The foreign direct investment driven industrial development model and its limits in Central Europe
DOI:
https://doi.org/10.17649/TET.31.1.2801Keywords:
industry, reindustrialization, regional differences, post-socialism, Foreign Direct InvestmentAbstract
This paper aims to provide a comparative assessment of the predominately Foreign Direct Investment (FDI)-driven industrial development model in post-socialist Central European countries and regions. The development process, following post-transformational deindustrialization, has contributed to market-based, spatially selective reindustrialization trends in a number of postsocialist regions. FDI-based industrial development provided a rapid solution to the crisis of numerous industrial regions and encouraged Central Europe’s (re-)integration into the European and global division of labor. Albeit the economic structures created by this process are rather competitive, restructuring, beyond showing prominent differences between firms and regions, also poses questions about the associated side-effects, opportunity costs, and about the FDI-driven model’s long-term sustainability.

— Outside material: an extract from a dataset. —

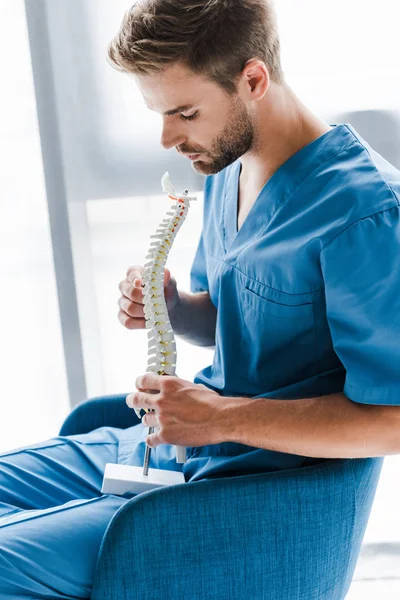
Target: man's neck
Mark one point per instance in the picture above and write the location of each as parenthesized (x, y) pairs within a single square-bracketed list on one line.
[(284, 126)]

The paper is divided into five sections. The first examines the spatial consequences of Central Europe’s economic restructuring, and the driving forces influencing different economic sectors’ location behavior. In the second and third sections, the paper introduces the main features of FDI-driven industrial development and the way industrial activities become localized. This is also accompanied by the results of an expert survey. The fourth section discusses the pitfalls and the potential further enhancements of the development model, followed by the final section, which draws conclusions about Central European industry’s sustainable development.
The paper argues that regional development should encourage the co-evolution of tertiary and industrial activities and focus more on the cultivation of flexible, adaptable industrial milieus rather than specific firms or even industrial branches. FDI will remain a long-term component of the macro-region’s industrial competitiveness, but steps should be taken to empower mediumsized domestic companies to complement it. Finally, the key to successful development hinges on the long-term improvement of local factor supply and, in particular, on strong investment in human capital.